* [PATCH 1/2] ACPI: APEI: GHES: fix severity namespace in ghes_log_hwerr()
2026-06-17 13:32 [PATCH 0/2] vmcoreinfo: GHES: track fatal hardware errors Breno Leitao
@ 2026-06-17 13:32 ` Breno Leitao
2026-06-17 13:32 ` [PATCH 2/2] vmcore_info: track fatal hardware errors Breno Leitao
2026-06-29 16:02 ` [PATCH 0/2] vmcoreinfo: GHES: " Breno Leitao
2 siblings, 0 replies; 4+ messages in thread
From: Breno Leitao @ 2026-06-17 13:32 UTC (permalink / raw)
To: Rafael J. Wysocki, Tony Luck, Borislav Petkov, Hanjun Guo,
Mauro Carvalho Chehab, Shuai Xue, Len Brown, Andrew Morton,
Baoquan He, Mike Rapoport, Pasha Tatashin, Pratyush Yadav,
Dave Young
Cc: linux-acpi, linux-kernel, riel, caggio, kexec, Breno Leitao,
kernel-team
ghes_log_hwerr() receives a GHES_SEV_* value from ghes_severity() but
tests it against CPER_SEV_RECOVERABLE. GHES_SEV_RECOVERABLE is 2 while
CPER_SEV_RECOVERABLE is 0, so every recoverable error is dropped and
only GHES_SEV_NO slips through; nothing useful is recorded through the
APEI/GHES path, which is the only one arm64 has.

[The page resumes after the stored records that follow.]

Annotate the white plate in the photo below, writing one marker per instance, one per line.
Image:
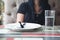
(16, 26)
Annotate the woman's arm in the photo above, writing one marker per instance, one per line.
(20, 17)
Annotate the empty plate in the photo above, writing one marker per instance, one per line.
(22, 26)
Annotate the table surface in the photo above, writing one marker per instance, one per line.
(39, 33)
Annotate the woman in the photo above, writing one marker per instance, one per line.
(33, 11)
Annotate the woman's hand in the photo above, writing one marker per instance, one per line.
(20, 17)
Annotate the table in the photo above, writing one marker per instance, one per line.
(38, 34)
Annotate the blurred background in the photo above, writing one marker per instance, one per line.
(1, 10)
(9, 8)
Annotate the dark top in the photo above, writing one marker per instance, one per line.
(30, 15)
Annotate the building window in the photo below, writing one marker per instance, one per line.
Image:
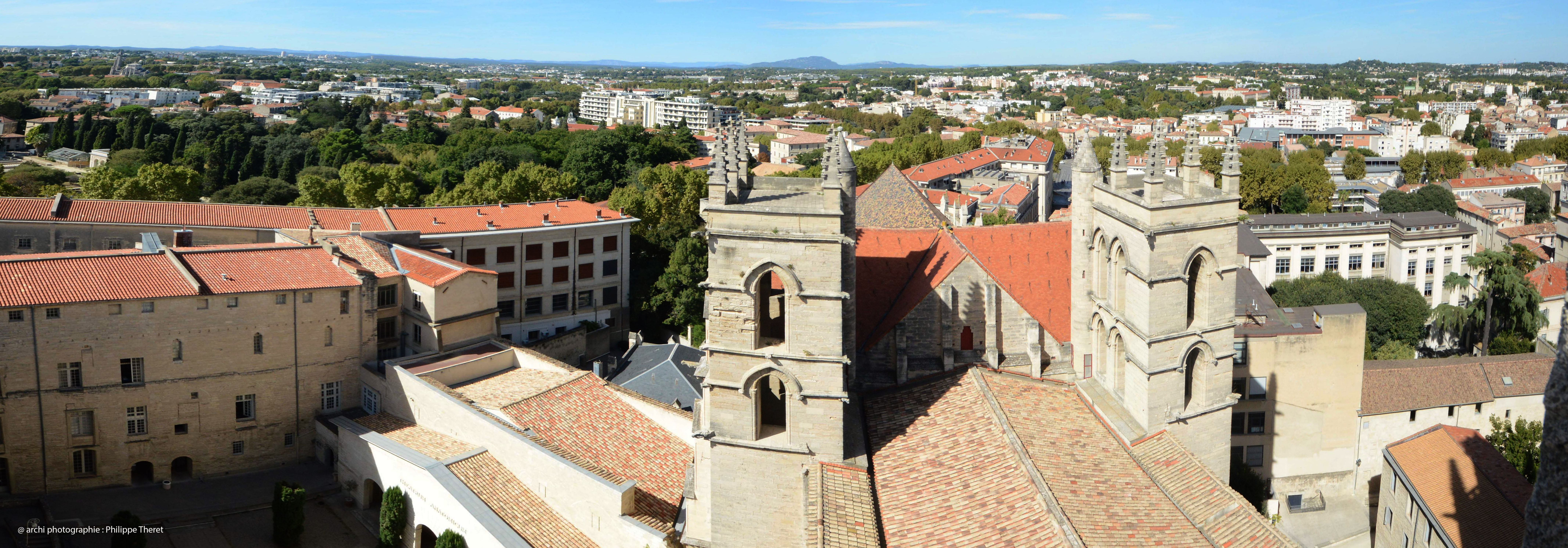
(1255, 423)
(386, 297)
(137, 420)
(131, 370)
(71, 375)
(244, 408)
(1255, 456)
(369, 400)
(84, 463)
(81, 423)
(331, 395)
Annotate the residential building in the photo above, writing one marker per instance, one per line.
(1449, 488)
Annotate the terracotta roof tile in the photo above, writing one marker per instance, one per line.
(1476, 497)
(515, 503)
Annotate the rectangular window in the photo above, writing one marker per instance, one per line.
(331, 395)
(244, 408)
(1258, 389)
(1255, 456)
(131, 370)
(137, 420)
(386, 297)
(81, 423)
(71, 375)
(369, 400)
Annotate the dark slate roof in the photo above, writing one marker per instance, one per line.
(659, 372)
(894, 203)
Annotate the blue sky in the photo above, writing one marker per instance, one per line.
(923, 32)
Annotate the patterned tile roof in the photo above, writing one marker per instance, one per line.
(515, 503)
(416, 437)
(1476, 497)
(589, 420)
(894, 203)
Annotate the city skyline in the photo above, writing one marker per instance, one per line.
(847, 32)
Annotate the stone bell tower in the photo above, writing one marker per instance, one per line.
(1155, 282)
(778, 350)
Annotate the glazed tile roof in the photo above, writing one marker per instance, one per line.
(515, 503)
(415, 437)
(1473, 492)
(894, 203)
(589, 420)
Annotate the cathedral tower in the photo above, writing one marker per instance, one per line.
(1153, 295)
(778, 347)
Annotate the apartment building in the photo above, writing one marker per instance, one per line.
(1417, 250)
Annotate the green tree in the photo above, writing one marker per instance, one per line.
(394, 519)
(451, 539)
(288, 514)
(1519, 442)
(131, 539)
(1355, 167)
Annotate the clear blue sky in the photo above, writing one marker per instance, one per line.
(923, 32)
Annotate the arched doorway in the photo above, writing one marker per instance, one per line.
(372, 494)
(181, 469)
(142, 474)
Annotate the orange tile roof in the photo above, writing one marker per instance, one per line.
(189, 214)
(474, 218)
(589, 420)
(1473, 492)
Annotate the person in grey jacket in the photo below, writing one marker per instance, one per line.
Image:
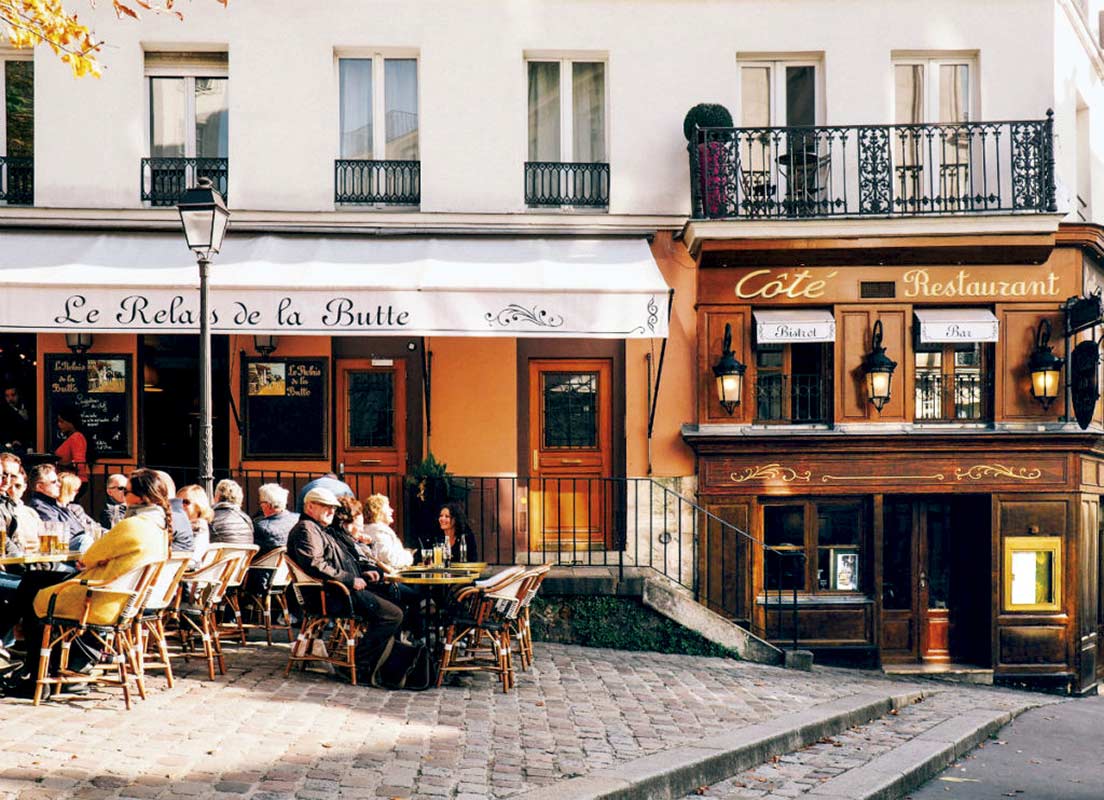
(230, 525)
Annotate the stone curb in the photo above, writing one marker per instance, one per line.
(905, 768)
(676, 772)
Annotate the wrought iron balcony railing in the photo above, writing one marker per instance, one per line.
(952, 398)
(792, 398)
(17, 180)
(373, 182)
(552, 183)
(879, 170)
(163, 180)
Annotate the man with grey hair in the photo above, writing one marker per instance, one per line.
(230, 525)
(274, 522)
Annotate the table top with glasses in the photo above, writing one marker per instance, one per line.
(40, 558)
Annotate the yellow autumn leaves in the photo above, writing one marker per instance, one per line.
(27, 23)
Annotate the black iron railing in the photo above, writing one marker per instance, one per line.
(552, 183)
(163, 180)
(955, 397)
(879, 170)
(792, 398)
(378, 182)
(17, 180)
(628, 524)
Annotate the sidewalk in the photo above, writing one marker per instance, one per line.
(255, 734)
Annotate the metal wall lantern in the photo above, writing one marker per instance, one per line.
(78, 342)
(879, 369)
(1046, 366)
(265, 345)
(729, 374)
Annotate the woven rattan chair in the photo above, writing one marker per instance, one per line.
(329, 629)
(160, 601)
(109, 622)
(267, 578)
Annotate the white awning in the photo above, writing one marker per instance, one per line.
(957, 324)
(773, 326)
(335, 285)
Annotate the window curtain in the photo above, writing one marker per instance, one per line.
(356, 80)
(400, 98)
(588, 112)
(544, 110)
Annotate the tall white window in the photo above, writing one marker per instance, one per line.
(568, 110)
(379, 108)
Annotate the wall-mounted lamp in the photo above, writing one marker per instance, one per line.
(879, 369)
(1044, 366)
(729, 374)
(78, 342)
(265, 345)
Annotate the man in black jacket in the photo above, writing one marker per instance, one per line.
(322, 555)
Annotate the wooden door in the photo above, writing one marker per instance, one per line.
(570, 438)
(371, 397)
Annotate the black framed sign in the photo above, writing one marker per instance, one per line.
(101, 388)
(285, 404)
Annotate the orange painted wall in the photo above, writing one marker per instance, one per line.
(101, 343)
(288, 347)
(475, 405)
(670, 457)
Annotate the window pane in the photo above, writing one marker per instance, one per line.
(400, 99)
(588, 112)
(954, 93)
(356, 78)
(755, 96)
(909, 94)
(19, 83)
(800, 96)
(784, 528)
(371, 408)
(167, 108)
(543, 110)
(212, 118)
(570, 418)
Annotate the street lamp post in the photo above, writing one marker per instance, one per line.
(204, 216)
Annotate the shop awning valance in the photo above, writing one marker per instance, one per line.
(957, 324)
(335, 285)
(774, 326)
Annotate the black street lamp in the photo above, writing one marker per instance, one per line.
(879, 369)
(1044, 366)
(204, 216)
(729, 374)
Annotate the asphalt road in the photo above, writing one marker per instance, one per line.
(1054, 753)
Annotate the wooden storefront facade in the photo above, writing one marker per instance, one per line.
(919, 521)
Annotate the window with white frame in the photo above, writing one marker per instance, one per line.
(189, 124)
(379, 108)
(568, 162)
(17, 130)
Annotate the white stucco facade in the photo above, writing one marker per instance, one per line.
(662, 57)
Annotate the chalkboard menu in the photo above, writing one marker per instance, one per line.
(285, 407)
(99, 387)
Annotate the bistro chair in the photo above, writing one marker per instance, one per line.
(487, 615)
(324, 604)
(107, 615)
(201, 592)
(149, 626)
(268, 577)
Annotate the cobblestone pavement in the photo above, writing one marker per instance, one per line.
(796, 774)
(255, 734)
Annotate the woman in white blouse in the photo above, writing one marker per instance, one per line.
(386, 547)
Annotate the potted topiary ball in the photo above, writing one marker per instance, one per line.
(712, 155)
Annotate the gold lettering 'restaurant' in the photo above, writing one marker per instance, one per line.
(792, 285)
(919, 283)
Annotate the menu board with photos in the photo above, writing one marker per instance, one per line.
(99, 387)
(285, 407)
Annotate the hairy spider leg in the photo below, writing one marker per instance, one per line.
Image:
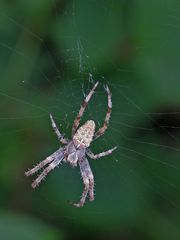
(107, 117)
(88, 181)
(82, 109)
(99, 155)
(51, 166)
(57, 132)
(42, 164)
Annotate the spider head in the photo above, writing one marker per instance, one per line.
(84, 135)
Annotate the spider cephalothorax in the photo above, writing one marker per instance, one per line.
(75, 151)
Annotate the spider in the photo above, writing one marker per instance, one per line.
(75, 151)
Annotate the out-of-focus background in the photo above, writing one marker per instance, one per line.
(51, 53)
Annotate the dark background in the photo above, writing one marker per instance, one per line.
(51, 52)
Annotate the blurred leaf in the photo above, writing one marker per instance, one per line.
(16, 227)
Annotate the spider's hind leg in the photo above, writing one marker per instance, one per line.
(51, 166)
(88, 181)
(40, 165)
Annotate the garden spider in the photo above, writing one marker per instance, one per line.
(74, 151)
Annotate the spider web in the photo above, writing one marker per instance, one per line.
(57, 68)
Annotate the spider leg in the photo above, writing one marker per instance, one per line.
(56, 130)
(107, 117)
(99, 155)
(40, 165)
(51, 166)
(82, 108)
(88, 181)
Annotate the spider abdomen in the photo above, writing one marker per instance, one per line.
(84, 135)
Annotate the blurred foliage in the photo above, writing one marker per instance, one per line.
(50, 52)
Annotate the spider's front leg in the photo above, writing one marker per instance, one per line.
(56, 130)
(88, 180)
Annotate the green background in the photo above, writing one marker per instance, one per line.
(51, 52)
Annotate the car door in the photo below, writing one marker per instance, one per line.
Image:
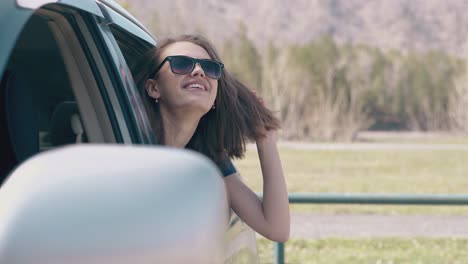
(64, 81)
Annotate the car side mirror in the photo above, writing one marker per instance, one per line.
(113, 204)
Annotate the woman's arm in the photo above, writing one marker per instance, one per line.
(269, 218)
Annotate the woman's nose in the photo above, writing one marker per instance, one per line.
(198, 71)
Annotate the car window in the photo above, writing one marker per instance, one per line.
(50, 91)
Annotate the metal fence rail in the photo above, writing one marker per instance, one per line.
(360, 198)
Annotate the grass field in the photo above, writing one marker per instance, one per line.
(370, 251)
(369, 171)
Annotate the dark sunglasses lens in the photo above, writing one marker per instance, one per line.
(182, 65)
(211, 69)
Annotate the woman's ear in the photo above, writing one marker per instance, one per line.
(152, 89)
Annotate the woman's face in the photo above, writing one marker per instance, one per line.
(194, 92)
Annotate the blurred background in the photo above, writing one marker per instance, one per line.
(373, 98)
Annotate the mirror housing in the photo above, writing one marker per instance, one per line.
(113, 204)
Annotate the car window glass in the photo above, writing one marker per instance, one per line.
(39, 107)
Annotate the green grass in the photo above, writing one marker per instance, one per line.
(372, 251)
(370, 171)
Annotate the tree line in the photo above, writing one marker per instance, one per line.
(325, 90)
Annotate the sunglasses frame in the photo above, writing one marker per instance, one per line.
(194, 64)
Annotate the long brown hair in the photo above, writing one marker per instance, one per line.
(238, 116)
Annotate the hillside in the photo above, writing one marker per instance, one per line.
(399, 24)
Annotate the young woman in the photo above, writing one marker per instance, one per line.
(195, 103)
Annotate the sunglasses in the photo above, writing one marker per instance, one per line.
(185, 65)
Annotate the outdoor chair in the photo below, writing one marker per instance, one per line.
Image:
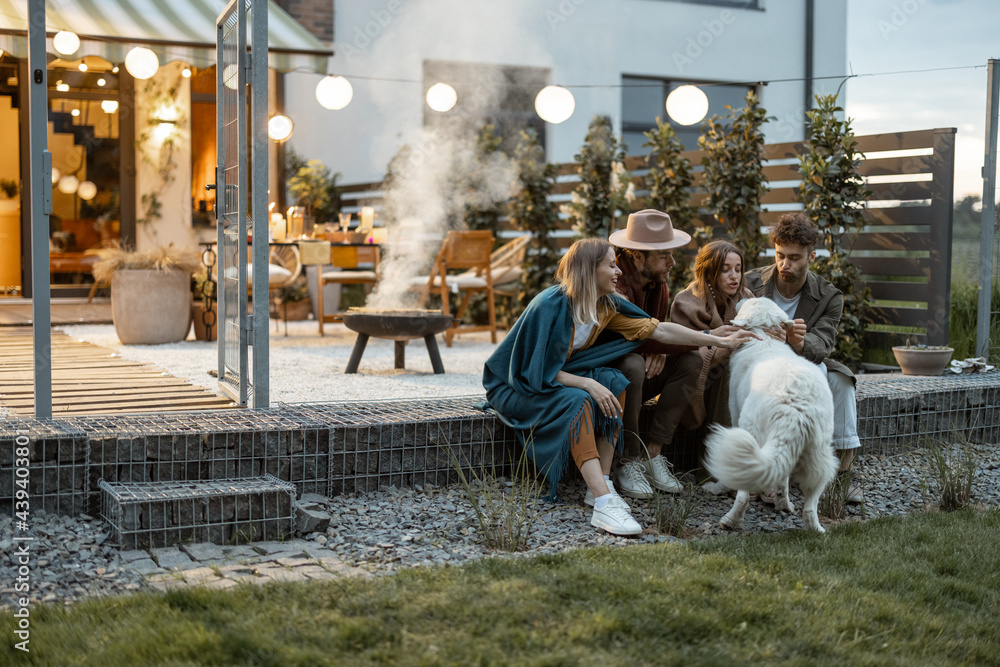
(358, 266)
(467, 252)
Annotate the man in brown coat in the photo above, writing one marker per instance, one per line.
(645, 257)
(816, 307)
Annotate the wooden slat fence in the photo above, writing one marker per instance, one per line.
(904, 252)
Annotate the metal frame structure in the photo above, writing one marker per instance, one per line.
(241, 196)
(40, 160)
(988, 235)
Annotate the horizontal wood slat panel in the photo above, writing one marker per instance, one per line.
(899, 291)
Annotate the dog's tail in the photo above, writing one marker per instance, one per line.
(737, 460)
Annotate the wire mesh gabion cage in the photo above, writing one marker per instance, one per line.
(146, 515)
(375, 444)
(896, 412)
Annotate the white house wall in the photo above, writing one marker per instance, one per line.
(584, 42)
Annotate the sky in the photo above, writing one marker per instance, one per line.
(896, 35)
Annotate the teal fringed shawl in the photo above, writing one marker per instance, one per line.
(520, 383)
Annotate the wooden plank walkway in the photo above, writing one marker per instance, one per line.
(91, 380)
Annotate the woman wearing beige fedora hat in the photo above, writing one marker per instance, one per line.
(670, 372)
(549, 378)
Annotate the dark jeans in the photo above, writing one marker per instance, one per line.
(674, 385)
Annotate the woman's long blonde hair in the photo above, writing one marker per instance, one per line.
(708, 266)
(577, 273)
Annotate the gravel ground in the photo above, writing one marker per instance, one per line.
(393, 528)
(306, 367)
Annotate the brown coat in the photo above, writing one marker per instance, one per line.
(655, 301)
(821, 306)
(700, 314)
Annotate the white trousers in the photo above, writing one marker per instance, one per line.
(845, 409)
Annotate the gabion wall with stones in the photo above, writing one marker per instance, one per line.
(318, 448)
(359, 446)
(235, 511)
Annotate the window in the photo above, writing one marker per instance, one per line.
(644, 99)
(497, 94)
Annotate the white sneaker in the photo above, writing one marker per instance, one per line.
(589, 498)
(615, 519)
(658, 471)
(632, 480)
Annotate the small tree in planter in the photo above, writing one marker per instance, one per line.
(734, 175)
(150, 292)
(834, 196)
(531, 211)
(605, 191)
(669, 180)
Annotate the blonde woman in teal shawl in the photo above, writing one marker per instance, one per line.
(549, 381)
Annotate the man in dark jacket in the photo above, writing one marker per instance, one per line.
(645, 257)
(816, 307)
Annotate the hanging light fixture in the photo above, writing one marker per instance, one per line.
(554, 104)
(687, 105)
(87, 190)
(141, 63)
(68, 184)
(334, 92)
(441, 97)
(66, 43)
(279, 128)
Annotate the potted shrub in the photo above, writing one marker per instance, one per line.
(921, 359)
(150, 293)
(204, 307)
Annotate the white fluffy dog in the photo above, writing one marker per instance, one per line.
(783, 412)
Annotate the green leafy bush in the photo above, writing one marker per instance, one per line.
(734, 175)
(834, 195)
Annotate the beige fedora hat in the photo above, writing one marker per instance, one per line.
(649, 229)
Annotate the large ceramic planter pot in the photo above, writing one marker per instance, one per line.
(922, 360)
(151, 307)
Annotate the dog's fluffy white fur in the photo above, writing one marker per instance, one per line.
(782, 410)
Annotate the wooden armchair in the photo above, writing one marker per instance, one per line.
(358, 266)
(468, 252)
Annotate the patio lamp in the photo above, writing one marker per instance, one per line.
(334, 92)
(554, 104)
(279, 128)
(441, 97)
(65, 42)
(141, 63)
(687, 105)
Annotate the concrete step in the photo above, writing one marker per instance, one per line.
(145, 515)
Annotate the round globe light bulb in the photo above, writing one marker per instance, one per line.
(554, 104)
(68, 184)
(441, 97)
(334, 92)
(230, 77)
(687, 105)
(87, 190)
(66, 43)
(279, 128)
(141, 63)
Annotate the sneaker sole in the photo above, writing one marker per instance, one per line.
(614, 531)
(638, 495)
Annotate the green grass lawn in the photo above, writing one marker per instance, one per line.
(916, 590)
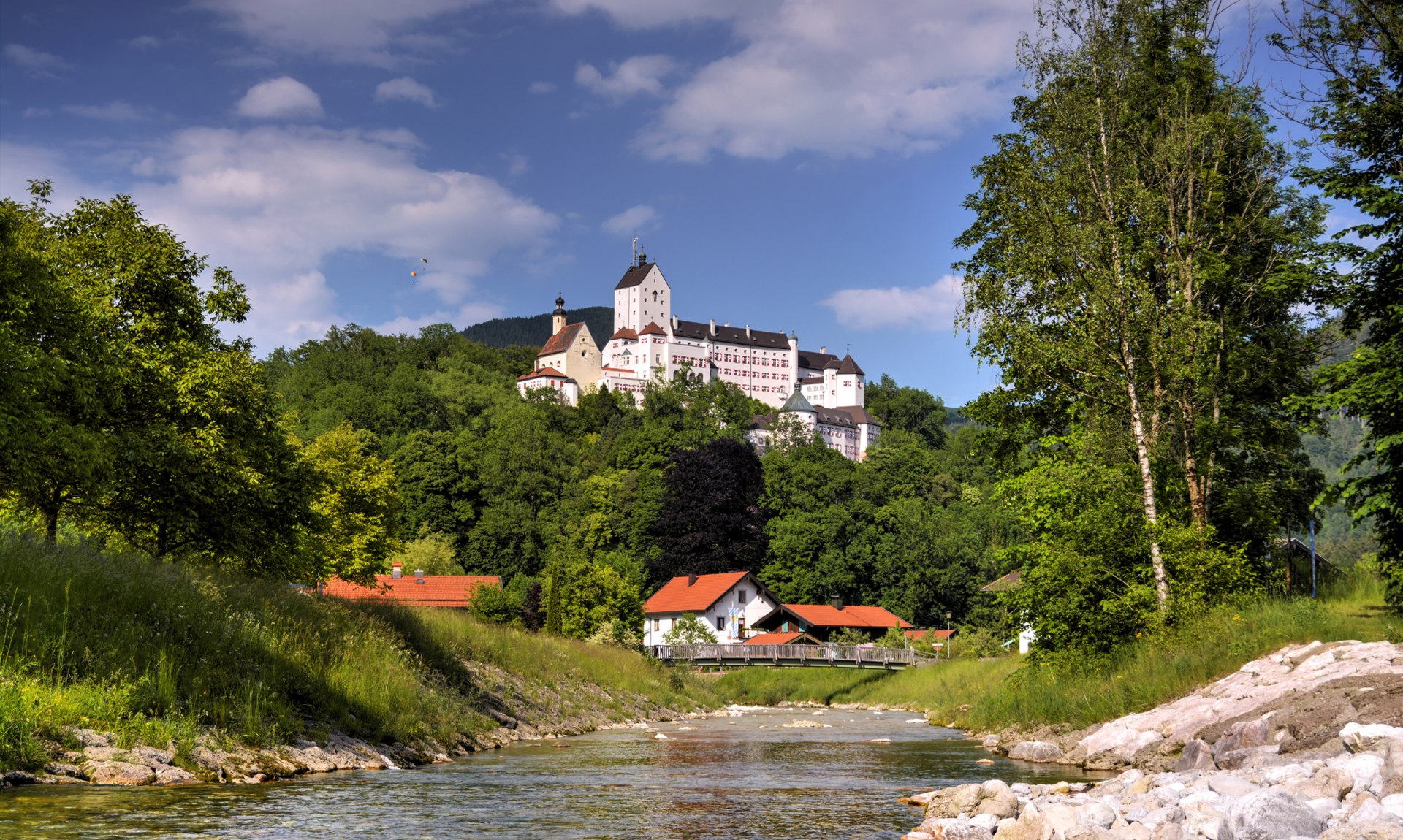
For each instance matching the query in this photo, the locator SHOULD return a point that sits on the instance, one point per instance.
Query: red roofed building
(729, 603)
(821, 620)
(428, 591)
(570, 356)
(783, 638)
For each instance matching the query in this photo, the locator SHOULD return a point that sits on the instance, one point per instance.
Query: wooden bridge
(786, 655)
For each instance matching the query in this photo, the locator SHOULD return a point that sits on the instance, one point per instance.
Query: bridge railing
(759, 654)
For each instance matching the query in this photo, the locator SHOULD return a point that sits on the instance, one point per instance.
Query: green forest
(1192, 369)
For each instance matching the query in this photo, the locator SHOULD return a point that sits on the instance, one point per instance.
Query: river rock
(1197, 755)
(1269, 815)
(1000, 805)
(1391, 776)
(951, 803)
(120, 773)
(1369, 831)
(1361, 736)
(1328, 783)
(1035, 751)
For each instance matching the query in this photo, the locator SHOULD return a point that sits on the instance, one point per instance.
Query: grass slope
(161, 652)
(997, 693)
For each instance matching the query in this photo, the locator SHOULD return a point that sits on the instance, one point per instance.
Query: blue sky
(790, 164)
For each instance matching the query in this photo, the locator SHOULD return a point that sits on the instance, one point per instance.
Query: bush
(689, 630)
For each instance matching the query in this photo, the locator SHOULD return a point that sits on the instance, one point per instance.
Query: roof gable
(544, 373)
(680, 596)
(849, 367)
(831, 616)
(561, 341)
(636, 275)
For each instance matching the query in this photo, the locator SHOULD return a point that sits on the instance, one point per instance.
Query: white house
(730, 605)
(650, 341)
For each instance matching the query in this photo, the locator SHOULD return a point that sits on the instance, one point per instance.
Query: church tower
(558, 318)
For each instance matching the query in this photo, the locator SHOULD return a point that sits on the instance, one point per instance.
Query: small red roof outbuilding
(430, 591)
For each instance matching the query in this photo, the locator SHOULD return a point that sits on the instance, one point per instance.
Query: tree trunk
(51, 516)
(1195, 480)
(1147, 480)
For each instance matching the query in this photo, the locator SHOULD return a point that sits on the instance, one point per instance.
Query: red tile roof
(829, 616)
(677, 596)
(1011, 581)
(546, 372)
(561, 340)
(775, 638)
(437, 591)
(935, 634)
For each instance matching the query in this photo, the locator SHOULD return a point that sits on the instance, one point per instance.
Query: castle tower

Compare against GHES_SEV_RECOVERABLE so recoverable hardware errors are
tracked as intended.
Fixes: 918e1507cff9 ("vmcoreinfo: track and log recoverable hardware errors")
Signed-off-by: Breno Leitao <leitao@debian.org>
---
drivers/acpi/apei/ghes.c | 2 +-
1 file changed, 1 insertion(+), 1 deletion(-)
diff --git a/drivers/acpi/apei/ghes.c b/drivers/acpi/apei/ghes.c
index 3236a3ce79d6b..f0f9f1529e7aa 100644
--- a/drivers/acpi/apei/ghes.c
+++ b/drivers/acpi/apei/ghes.c
@@ -877,7 +877,7 @@ EXPORT_SYMBOL_NS_GPL(cxl_cper_kfifo_get, "CXL");
static void ghes_log_hwerr(int sev, guid_t *sec_type)
{
- if (sev != CPER_SEV_RECOVERABLE)
+ if (sev != GHES_SEV_RECOVERABLE)
return;
if (guid_equal(sec_type, &CPER_SEC_PROC_ARM) ||
--
2.53.0-Meta
^ permalink raw reply related [flat|nested] 4+ messages in thread* [PATCH 2/2] vmcore_info: track fatal hardware errors
2026-06-17 13:32 [PATCH 0/2] vmcoreinfo: GHES: track fatal hardware errors Breno Leitao
2026-06-17 13:32 ` [PATCH 1/2] ACPI: APEI: GHES: fix severity namespace in ghes_log_hwerr() Breno Leitao
@ 2026-06-17 13:32 ` Breno Leitao
2026-06-29 16:02 ` [PATCH 0/2] vmcoreinfo: GHES: " Breno Leitao
2 siblings, 0 replies; 4+ messages in thread
From: Breno Leitao @ 2026-06-17 13:32 UTC (permalink / raw)
To: Rafael J. Wysocki, Tony Luck, Borislav Petkov, Hanjun Guo,
Mauro Carvalho Chehab, Shuai Xue, Len Brown, Andrew Morton,
Baoquan He, Mike Rapoport, Pasha Tatashin, Pratyush Yadav,
Dave Young
Cc: linux-acpi, linux-kernel, riel, caggio, kexec, Breno Leitao,
kernel-team
Fatal (panic-severity) hardware errors reported through APEI/GHES are
the ones most likely to have caused a crash, but hwerr_data did not
record them. Add a HWERR_FATAL bucket and bump it from
ghes_log_hwerr() when a GHES_SEV_PANIC error is seen, so crash tooling
can tell from the vmcore that a fatal hardware error preceded the
crash.
Tools reading hwerr_data gain one entry (HWERR_FATAL).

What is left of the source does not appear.